PHOTO: Turkish Foreign Minister Mevlut Cavusoglu is greeted by President Rouhani on Saturday
Iran’s regime has hosted the Turkish Foreign Minister for talks on Syria and Iraq.
Turkey’s Foreign Minister Mevlut Cavusoglu saw President Hassan Rouhani and Foreign Minister Mohammad Javad Zarif on Saturday.
No details were given of the discussions beyond Iran State media’s brief statement that “officials of the two countries are looking for solutions and seeking to draw closer their points of views, especially on Iraq and Syria”.
Rouhani said, according to his website:
Consultation between Iran and Turkey is beneficial to peace and stability in the region and more Tehran-Ankara cooperation in current critical circumstances of the region will contribute a lot to resolving the issues.
If major regional powers cooperate, the issues in Iraq and Syria will be resolved without needing foreign powers. But what is important today, is that neighbouring countries can play their constructive role in resolving regional issues.
Rouhani maintained that the objectives were “preserving territorial integrity and national unity in Iraq and Syria, forming governments based on democracy and people’s viewpoints, preventing killing of people and destruction of infrastructures, and helping refugees and the injured to go back to their homes”.
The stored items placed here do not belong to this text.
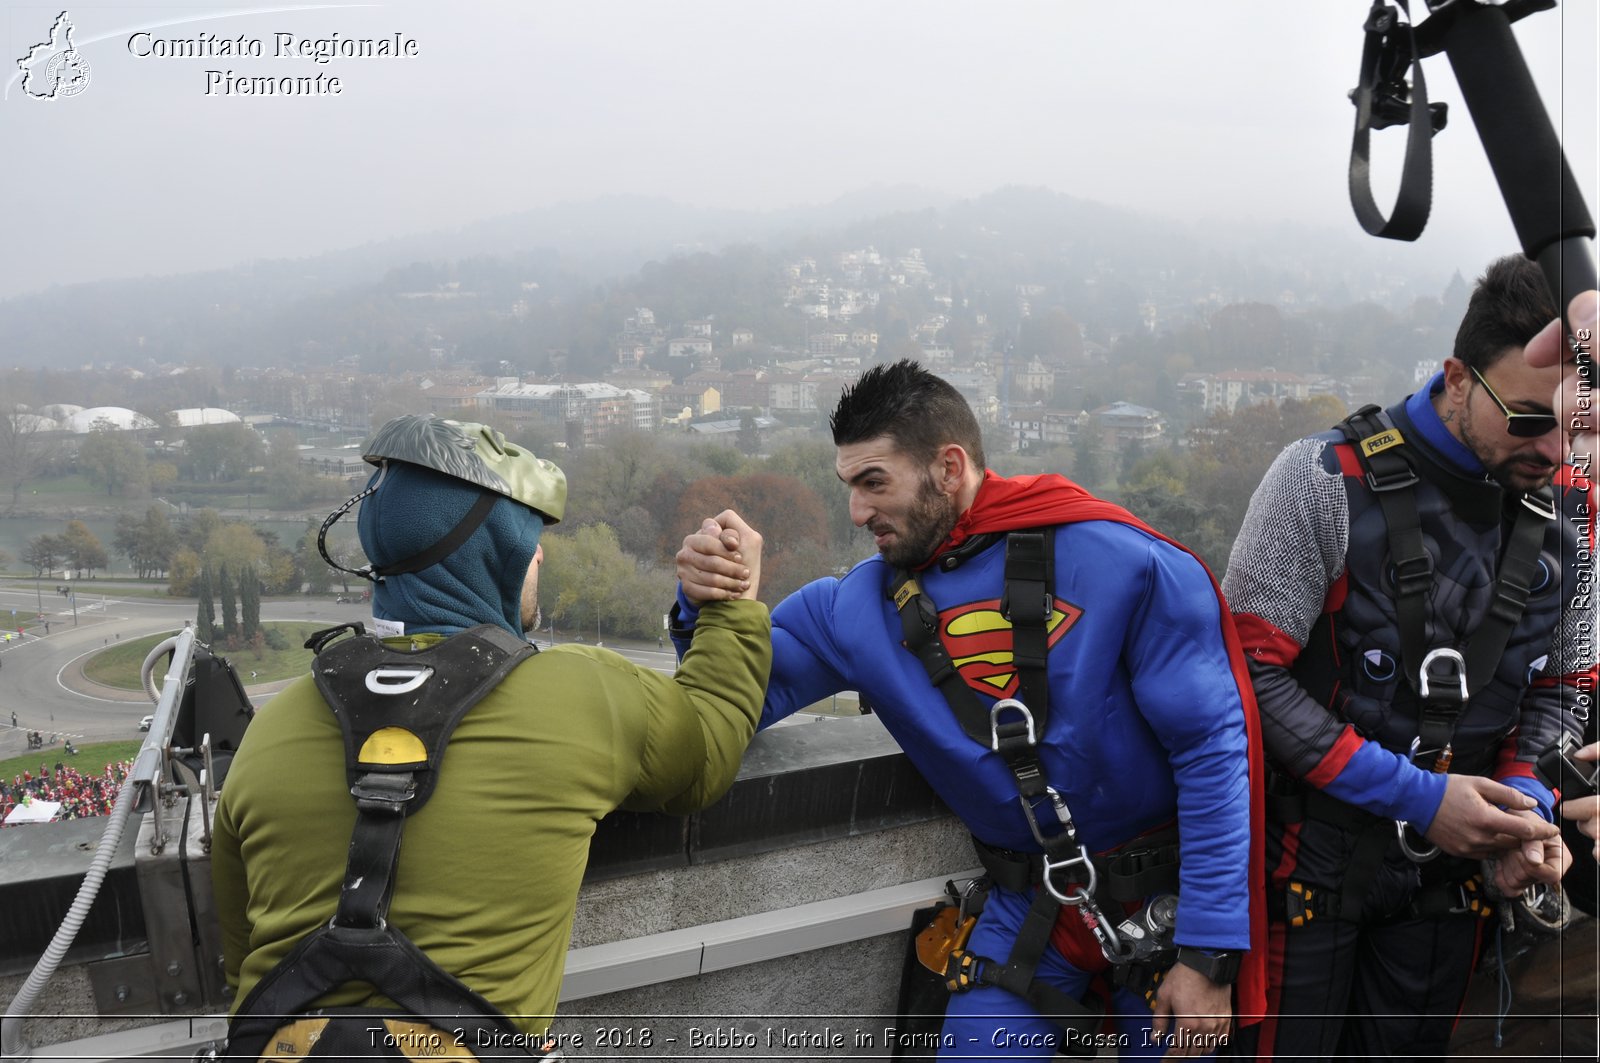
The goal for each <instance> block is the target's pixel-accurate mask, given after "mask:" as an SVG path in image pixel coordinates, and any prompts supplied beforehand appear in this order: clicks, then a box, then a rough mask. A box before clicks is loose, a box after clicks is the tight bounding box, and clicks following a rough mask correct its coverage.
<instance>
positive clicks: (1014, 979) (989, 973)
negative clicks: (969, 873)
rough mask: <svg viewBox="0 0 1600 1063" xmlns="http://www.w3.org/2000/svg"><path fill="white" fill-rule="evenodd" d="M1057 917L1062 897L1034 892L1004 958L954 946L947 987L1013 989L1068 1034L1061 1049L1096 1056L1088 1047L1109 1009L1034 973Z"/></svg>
mask: <svg viewBox="0 0 1600 1063" xmlns="http://www.w3.org/2000/svg"><path fill="white" fill-rule="evenodd" d="M1059 916H1061V901H1058V900H1056V898H1054V897H1051V895H1050V892H1048V890H1045V889H1038V890H1034V903H1032V905H1030V906H1029V909H1027V916H1024V917H1022V925H1021V927H1019V929H1018V933H1016V940H1014V941H1013V943H1011V954H1010V956H1006V959H1005V962H1003V964H997V962H995V961H992V959H989V957H984V956H978V954H976V953H968V951H966V949H954V951H952V953H950V957H949V961H947V962H946V969H944V985H946V988H949V989H950V993H966V991H970V989H974V988H978V986H998V988H1000V989H1005V991H1008V993H1013V994H1016V996H1019V997H1022V999H1024V1001H1027V1002H1029V1004H1032V1005H1034V1007H1035V1009H1038V1012H1040V1013H1042V1015H1045V1017H1046V1018H1048V1020H1050V1021H1053V1023H1054V1025H1056V1026H1061V1028H1062V1029H1064V1031H1067V1033H1069V1034H1070V1036H1067V1037H1066V1039H1064V1041H1062V1044H1061V1049H1059V1052H1062V1053H1064V1055H1075V1057H1085V1055H1093V1049H1085V1045H1093V1044H1094V1039H1093V1034H1094V1033H1096V1031H1099V1028H1101V1025H1102V1023H1104V1021H1106V1009H1104V1007H1102V1005H1101V1004H1098V1002H1093V1004H1085V1002H1082V1001H1078V999H1077V997H1074V996H1069V994H1067V993H1064V991H1062V989H1058V988H1056V986H1053V985H1050V983H1048V981H1045V980H1042V978H1035V977H1034V975H1035V972H1037V970H1038V961H1040V959H1042V957H1043V954H1045V948H1046V946H1048V945H1050V932H1051V929H1053V927H1054V925H1056V919H1058V917H1059Z"/></svg>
In Syria, Iran has been putting in ground forces and leading foreign militias, alongside Russian airstrikes, to try and break opposition resistance in the northwest of the country. The intervention has helped established a siege on opposition-held areas of eastern Aleppo city, where pro-Assad forces are finally advancing after more than four years.
Meanwhile, Turkey intervened with airstrikes, tanks, and special forces in late August, supporting a rebel offensive to take parts of northern Syria from the Islamic State. However, the Turkish-rebel move on ISIS’s main position in Aleppo Province, the town of al-Bab, faces possible competition from pro-Assad forces.
Last week Turkish President Recep Tayyip Erdoğan discussed the situation with Russian counterpart Vladimir Putin, following the first Assad regime airstrike on the Turkish-rebel force.
In Iraq, both sides have concerns about an Iraqi-Kurdish offensive seizing to recapture Iraq’s second city from the Islamic State. Iran is concerned that it has been pushed to the side in the effort, while a US-led coalition supports the assault. The Iraqi Government has warned Turkey against joining the offensive.